ADARs are enzymes that are able to bind to double stranded RNA and make a base edit converting adenosine molecule into inosine, which destabilizes the RNA structure and is linked to the cellular response to viruses.
Collins and team used the RNA editing ability of ADARs to create the new sensor and programmable therapy. Each single-stranded “circuit” contains the RNA sequence needed, a “stop” codon sequence of uracil-adenosine-guanine (UAG) in the middle of the RNA strand and a sequence coding for a fluorescent green protein. They also added the ADAR sequence to a later model to allow it to work in more tissues, as ADARs are not naturally found at high levels in all cells.

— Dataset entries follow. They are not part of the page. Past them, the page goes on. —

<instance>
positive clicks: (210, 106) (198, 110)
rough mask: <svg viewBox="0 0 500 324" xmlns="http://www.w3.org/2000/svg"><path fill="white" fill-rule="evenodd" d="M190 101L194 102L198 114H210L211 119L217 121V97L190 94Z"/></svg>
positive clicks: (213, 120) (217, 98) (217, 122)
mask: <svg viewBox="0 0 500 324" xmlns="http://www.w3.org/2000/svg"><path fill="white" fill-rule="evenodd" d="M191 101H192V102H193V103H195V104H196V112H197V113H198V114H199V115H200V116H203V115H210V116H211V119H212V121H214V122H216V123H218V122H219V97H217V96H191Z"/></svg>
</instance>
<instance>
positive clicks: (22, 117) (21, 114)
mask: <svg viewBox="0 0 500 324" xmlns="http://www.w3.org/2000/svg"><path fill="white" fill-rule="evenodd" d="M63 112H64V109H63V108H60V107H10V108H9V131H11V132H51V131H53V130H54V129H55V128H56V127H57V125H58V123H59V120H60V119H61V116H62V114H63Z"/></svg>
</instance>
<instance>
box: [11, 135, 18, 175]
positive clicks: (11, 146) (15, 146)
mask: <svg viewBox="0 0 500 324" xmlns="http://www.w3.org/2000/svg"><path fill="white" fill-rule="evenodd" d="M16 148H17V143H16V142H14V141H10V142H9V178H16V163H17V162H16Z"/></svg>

If the therapy binds a complementary target RNA strand it becomes a double-stranded. The A of the UAG sequence will ‘mismatch’ with a cytosine in the target strand, rather than uracil. This mismatch essentially frees up the adenine to be found and converted to inosine by ADARs. The resulting sequence is no longer a “stop” codon and translation can occur.
“What’s really exciting about this sensor is that the green protein signal sequence can be easily replaced with the sequence for any therapeutic gene that you want to express in response to the presence of a trigger RNA in the cell. So not only does this sensor detect targets, it can automatically respond to them without requiring user input, automating the delivery of a therapeutic payload at the cellular level,” said co-first author Shiva Razavi, a Postdoctoral Fellow at MIT.